The repository contains the code for reproducing experiments in the following paper:
@inproceedings{raghunathan2020understanding,
author = {A. Raghunathan and S. M. Xie and F. Yang and J. C. Duchi and P. Liang},
booktitle = {International Conference on Machine Learning (ICML)},
title = {Understanding and Mitigating the Tradeoff Between Robustness and Accuracy},
year = {2020},
}
The experiments in this repository are reproduced in this CodaLab worksheet..
To get started, please activate a new virtualenv with Python 3.6 or above and install the dependencies using pip install -r requirements.txt
. The CIFAR experiments are in the cifar/
directory and the code to reproduce spline simulations and figures are in the splines
directory. The Dockerfile can also be used to construct a suitable environment to run the code in a personal setup or on CodaLab.

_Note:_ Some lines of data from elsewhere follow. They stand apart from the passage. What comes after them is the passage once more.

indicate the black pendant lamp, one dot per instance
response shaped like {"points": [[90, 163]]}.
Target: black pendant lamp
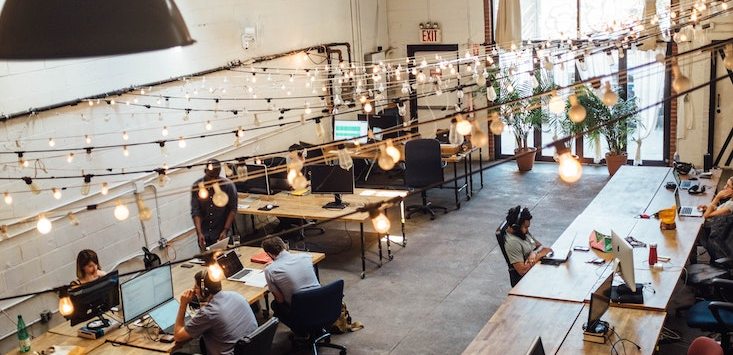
{"points": [[56, 29]]}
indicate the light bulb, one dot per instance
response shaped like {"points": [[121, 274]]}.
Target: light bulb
{"points": [[380, 222], [463, 126], [577, 111], [203, 192], [121, 211], [609, 97], [215, 272], [43, 225], [66, 308], [569, 168], [220, 198]]}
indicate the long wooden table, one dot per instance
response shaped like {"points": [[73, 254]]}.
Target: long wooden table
{"points": [[136, 339], [310, 206], [552, 301]]}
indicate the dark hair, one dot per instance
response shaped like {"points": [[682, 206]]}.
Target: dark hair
{"points": [[273, 245], [83, 259], [212, 287]]}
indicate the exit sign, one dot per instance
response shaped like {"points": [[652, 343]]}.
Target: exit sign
{"points": [[430, 35]]}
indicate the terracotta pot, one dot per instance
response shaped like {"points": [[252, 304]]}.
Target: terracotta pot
{"points": [[525, 162], [615, 161]]}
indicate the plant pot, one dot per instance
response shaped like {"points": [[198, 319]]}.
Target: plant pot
{"points": [[525, 162], [615, 161]]}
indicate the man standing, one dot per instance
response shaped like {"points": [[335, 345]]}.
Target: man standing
{"points": [[212, 218]]}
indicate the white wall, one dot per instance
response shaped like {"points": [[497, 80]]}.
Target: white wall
{"points": [[31, 261]]}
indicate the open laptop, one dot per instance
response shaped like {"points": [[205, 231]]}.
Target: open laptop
{"points": [[165, 316], [683, 184], [559, 256], [685, 211], [232, 266]]}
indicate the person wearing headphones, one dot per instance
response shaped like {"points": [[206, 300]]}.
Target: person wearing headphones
{"points": [[522, 249], [212, 222], [224, 317]]}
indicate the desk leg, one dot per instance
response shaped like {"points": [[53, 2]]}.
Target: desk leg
{"points": [[455, 185], [363, 255]]}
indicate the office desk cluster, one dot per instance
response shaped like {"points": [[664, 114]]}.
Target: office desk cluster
{"points": [[552, 301], [140, 340]]}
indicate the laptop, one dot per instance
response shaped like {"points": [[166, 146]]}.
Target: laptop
{"points": [[559, 256], [165, 316], [232, 266], [685, 211], [683, 184]]}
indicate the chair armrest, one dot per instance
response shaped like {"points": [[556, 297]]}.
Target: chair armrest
{"points": [[715, 308]]}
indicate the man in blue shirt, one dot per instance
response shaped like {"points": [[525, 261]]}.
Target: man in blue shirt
{"points": [[212, 222]]}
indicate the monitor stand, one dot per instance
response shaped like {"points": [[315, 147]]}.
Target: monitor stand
{"points": [[622, 294], [337, 204]]}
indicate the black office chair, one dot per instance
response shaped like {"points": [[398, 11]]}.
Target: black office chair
{"points": [[715, 316], [258, 342], [313, 311], [423, 167], [514, 276]]}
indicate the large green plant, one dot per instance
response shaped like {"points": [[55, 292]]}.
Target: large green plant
{"points": [[615, 131]]}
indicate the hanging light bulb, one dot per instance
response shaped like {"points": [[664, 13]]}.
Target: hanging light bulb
{"points": [[203, 192], [215, 272], [143, 212], [121, 211], [609, 96], [577, 111], [463, 126], [72, 219], [380, 221], [569, 167], [220, 198], [43, 225], [66, 308]]}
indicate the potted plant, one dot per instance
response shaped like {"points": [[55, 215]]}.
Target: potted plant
{"points": [[615, 132]]}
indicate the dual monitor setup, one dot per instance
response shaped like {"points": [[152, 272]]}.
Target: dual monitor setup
{"points": [[148, 293]]}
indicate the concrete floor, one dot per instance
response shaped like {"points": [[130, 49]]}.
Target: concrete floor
{"points": [[437, 293]]}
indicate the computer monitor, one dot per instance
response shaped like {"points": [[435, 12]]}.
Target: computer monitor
{"points": [[93, 299], [349, 129], [623, 254], [536, 348], [145, 292], [332, 179]]}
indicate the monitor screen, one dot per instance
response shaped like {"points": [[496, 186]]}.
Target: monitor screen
{"points": [[94, 298], [145, 292], [350, 129], [331, 179]]}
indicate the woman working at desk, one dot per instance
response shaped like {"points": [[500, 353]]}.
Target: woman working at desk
{"points": [[87, 267], [523, 251]]}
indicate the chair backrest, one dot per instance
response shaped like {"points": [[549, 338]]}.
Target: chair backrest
{"points": [[316, 308], [258, 342], [423, 164], [514, 276], [704, 346]]}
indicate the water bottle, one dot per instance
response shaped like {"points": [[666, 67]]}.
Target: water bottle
{"points": [[24, 340]]}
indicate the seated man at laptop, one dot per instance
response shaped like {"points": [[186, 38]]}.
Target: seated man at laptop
{"points": [[287, 274], [224, 317], [521, 248]]}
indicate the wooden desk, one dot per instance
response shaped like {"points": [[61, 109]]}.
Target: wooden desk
{"points": [[309, 206]]}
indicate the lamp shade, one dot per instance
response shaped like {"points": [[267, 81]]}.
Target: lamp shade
{"points": [[55, 29]]}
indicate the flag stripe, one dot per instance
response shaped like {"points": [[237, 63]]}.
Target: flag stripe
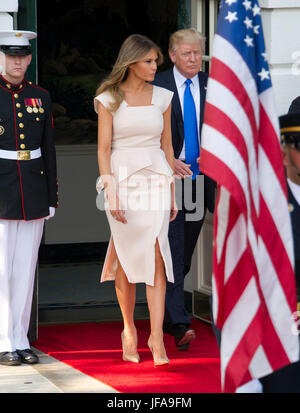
{"points": [[253, 279]]}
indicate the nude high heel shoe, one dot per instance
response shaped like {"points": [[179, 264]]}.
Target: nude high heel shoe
{"points": [[160, 361], [133, 358]]}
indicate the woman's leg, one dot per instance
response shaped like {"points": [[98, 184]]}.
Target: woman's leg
{"points": [[156, 305], [126, 292]]}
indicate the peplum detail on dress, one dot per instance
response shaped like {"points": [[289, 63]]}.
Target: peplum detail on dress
{"points": [[125, 163]]}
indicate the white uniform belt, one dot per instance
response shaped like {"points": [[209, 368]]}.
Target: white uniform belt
{"points": [[21, 155]]}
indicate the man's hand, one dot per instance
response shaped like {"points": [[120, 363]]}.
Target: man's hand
{"points": [[51, 213]]}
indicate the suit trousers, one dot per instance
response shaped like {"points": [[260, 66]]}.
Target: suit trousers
{"points": [[183, 237], [19, 245]]}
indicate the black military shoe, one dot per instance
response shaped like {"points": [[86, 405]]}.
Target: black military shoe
{"points": [[8, 358], [28, 356]]}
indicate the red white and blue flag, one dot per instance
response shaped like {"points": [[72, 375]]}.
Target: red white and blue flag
{"points": [[254, 293]]}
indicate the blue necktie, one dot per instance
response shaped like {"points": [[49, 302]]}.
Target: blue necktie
{"points": [[190, 130]]}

In this paper, we study empirically-documented tradeoff between adversarial robustness and standard accuracy, where adding adversarial examples during training tends to significantly decrease standard accuracy. The tradeoff is particularly suprising given that the adversarial perturbations are typically very small, such that the true target of the perturbed example does not change. We call these consistent perturbations. Furthermore, since we use powerful neural networks, the model should be expressive enough to contain the true predictor (well-specification).
In this paper we ask, if we assume that perturbations are consistent and the model family is well specified such that there is no inherent trade off, why do we observe a trade off in practice? We can make the following observations and conclusions:
We characterize how training with consistent extra data can increase standard error even in well specified, noiseless linear regression. Our analysis suggests that using unlabeled data with the recent robust self training algorithm can mitigate the tradeoff. We prove that robust self training improves the robust error without hurting standard error, therefore eliminating the tradeoff in the linear setting using unlabeled data. Empirically, RST improves both robust and standard error across different adversarial training algorithms and perturbations.